There is a good case for imposing tariffs on carefully defined categories of products, including those that are necessary to maintain the nation’s security. Tariffs can also protect U.S. industry from unfair competition, as when other countries are subsidizing exports. And tariffs can be effective as a shield for emerging industries, like electric vehicle manufacturing. Under President Joe Biden, the United States sought to expand manufacturing of green energy technologies by combining targeted tariffs with funding for research, investment in infrastructure and incentives for consumers. The result was an increase in factory building.


It is a bitter irony that even as Trump raises tariffs, he is axing federal support for these technologies, which are among the most promising areas of domestic manufacturing. Some companies are already abandoning their building plans.


Trump’s use of tariffs is indiscriminate. He is imposing tariffs on goods that the United States does not and cannot produce, like manganese from Gabon, which U.S. companies need to make steel. He is imposing tariffs on nations that buy more goods from the United States than they sell to the United States, like Australia, and on nations that have offered to remove all their tariffs on U.S. goods, like Israel. Even after Trump paused some tariffs under pressure from investors and members of his party, the measures he has imposed have raised the average effective tax rate on imports to the United States to 27%, the highest since the early 20th century, according to Ernie Tedeschi, an economist at Yale University.


In addition to raising prices, tariffs are likely to slow economic growth. And another danger looms: There are warning signs that Trump’s provocations are reducing demand for Treasurys, forcing the government to offer higher interest rates to investors. If that continues, the federal debt will become even harder to repay.


Trump and his advisers say that the pain caused by tariffs is necessary to revive domestic manufacturing. But factories take years to build, and companies have good reason to doubt that his successors will maintain his policies. Companies have little basis for confidence that Trump will keep his tariffs in place. The president has made clear, in word and deed, that his commitments are at best negotiable and at worst fickle.


Trump, of course, could return to the drawing board at any time. But Congress and the nation cannot afford to wait. The president’s behavior makes clear that Congress has ceded too much authority over trade, as it has on so many issues, and it should act to correct his course and to curb his trade powers.
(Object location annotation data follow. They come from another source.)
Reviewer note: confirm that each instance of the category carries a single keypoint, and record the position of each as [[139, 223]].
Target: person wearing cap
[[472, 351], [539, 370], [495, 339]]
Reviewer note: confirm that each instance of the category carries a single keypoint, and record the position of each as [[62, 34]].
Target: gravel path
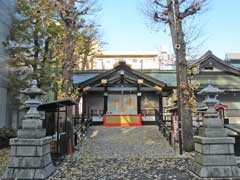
[[125, 142], [124, 153]]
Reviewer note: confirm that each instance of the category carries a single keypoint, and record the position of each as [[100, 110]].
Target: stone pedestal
[[30, 159], [30, 151], [214, 151], [214, 157]]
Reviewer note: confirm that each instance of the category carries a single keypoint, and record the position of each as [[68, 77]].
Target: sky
[[123, 27]]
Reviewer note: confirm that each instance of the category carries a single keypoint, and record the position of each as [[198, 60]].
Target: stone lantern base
[[214, 157], [30, 159]]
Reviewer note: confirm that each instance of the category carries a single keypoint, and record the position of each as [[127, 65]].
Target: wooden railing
[[165, 125], [81, 126]]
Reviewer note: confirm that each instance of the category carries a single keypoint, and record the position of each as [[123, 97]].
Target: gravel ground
[[4, 159], [124, 153]]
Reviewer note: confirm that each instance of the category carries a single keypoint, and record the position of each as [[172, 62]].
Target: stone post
[[214, 151], [30, 151]]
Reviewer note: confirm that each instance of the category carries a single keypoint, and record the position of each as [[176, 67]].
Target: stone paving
[[125, 153]]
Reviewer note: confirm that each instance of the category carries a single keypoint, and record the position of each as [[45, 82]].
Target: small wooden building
[[123, 95]]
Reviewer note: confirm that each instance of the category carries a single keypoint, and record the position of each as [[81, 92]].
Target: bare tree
[[174, 13]]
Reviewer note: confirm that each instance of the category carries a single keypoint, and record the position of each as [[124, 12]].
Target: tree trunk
[[179, 46], [185, 111]]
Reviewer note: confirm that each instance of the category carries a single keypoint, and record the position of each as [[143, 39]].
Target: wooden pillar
[[84, 105], [139, 95], [105, 101], [160, 109]]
One sensible reform is a bill introduced by Sen. Charles Grassley, R-Iowa, and Sen. Maria Cantwell, D-Wash., under which tariffs would expire if they did not receive congressional approval within 60 days. That would preserve a president’s ability to respond to emergencies while preventing a president from causing emergencies. Moreover, congressional approval would demonstrate the broad political support necessary to give companies the confidence to make long-term investments.


Trump extols tariffs as a miracle cure for a wide range of economic ailments. He still seems to believe his first-term declaration that “trade wars are good and easy to win.” The truth is that tariffs can help the United States, or they can hurt the United States. Unless the president changes course or is forced to do so, these tariffs will hurt — and the pain is going to get worse.